Sleepwalkers

(2017)

Film, 3:25 mins, 16:9
This film1 invites the viewer to contemplate the tension between our physical lives and our online lives - on our ever-present mobile phones.
    It is a mashup of original and found footage, graphic flash cards and zombie film clips, combined with a digital narration of my adapted extract from Georges Perec’s The Street2. This is the script:

Observe the street, from time to time, with some concern for system perhaps./
Apply yourself. Take your time./
Note down the place, the time, the date, the weather. Note down what you can see. Anything worthy of note going on. Do you know how to see what’s worthy of note? Is there anything that strikes you?/
Nothing strikes you. You don’t know how to see./
You must set about it more slowly, almost stupidly. Force yourself to write down what is of no interest, what is most obvious, most common, most colourless./
The street: try to describe the street, what it’s made of, what it’s used for. The people in the street. The cars. The buildings. The shops. The cafés. Make an effort to exhaust the subject, even if that seems grotesque, or pointless, or stupid. You still haven’t looked at anything, you’ve merely picked out what you’ve long ago picked out./
Force yourself to see more flatly./
Detect a rhythm: the passing of cars. Count the cars. Look at the number plates./ 
Read what’s written in the street: newspaper kiosks, posters, traffic signs, graffiti, discarded handouts, shop signs./
Decipher a bit of the town. Its circuits: why do buses go from this place to that? Who chooses the routes, and by what criteria?/
The people in the streets: where are they coming from? Where are they going to? Who are they?/
People in a hurry. People going slowly. Parcels. Prudent people who’ve taken their macs. Dogs: they’re the only animal to be seen. You can’t see any birds – yet you know there are birds -  and can’t hear them either.

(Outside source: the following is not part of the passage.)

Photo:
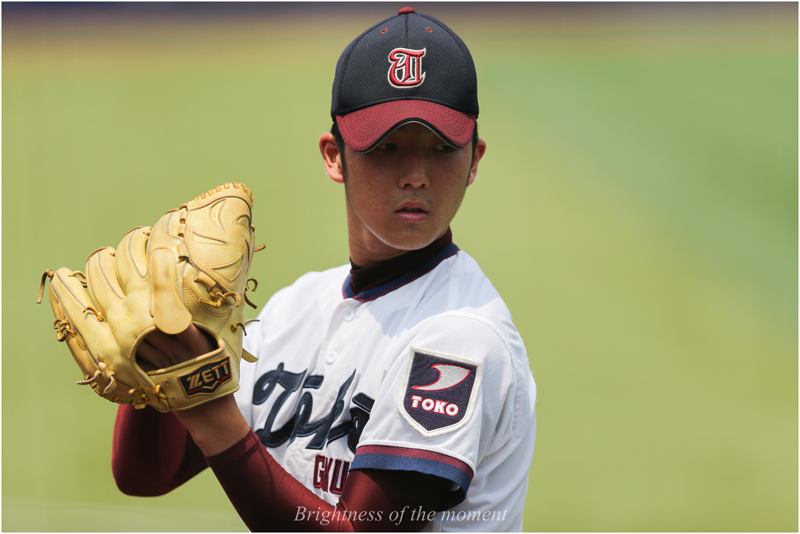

You might see a cat slip underneath a car, but it doesn’t happen./
Nothing is happening, in fact./
Time passes./ 
Carry on./
Until the scene becomes improbable./
Until you have the impression, for the briefest of moments, that you are in a strange town or, better still, until you can no longer understand what is happening or what is not happening, until the whole place becomes strange, and you no longer even know that this is what is called a town, a street, buildings, pavements.../



1 All found footage is credited at the end of the film.
2 Perec, G. ([1974]1999) ‘The Street’ from ‘Species of Spaces’ in Species of Spaces and Other Pieces. London, UK: Penguin.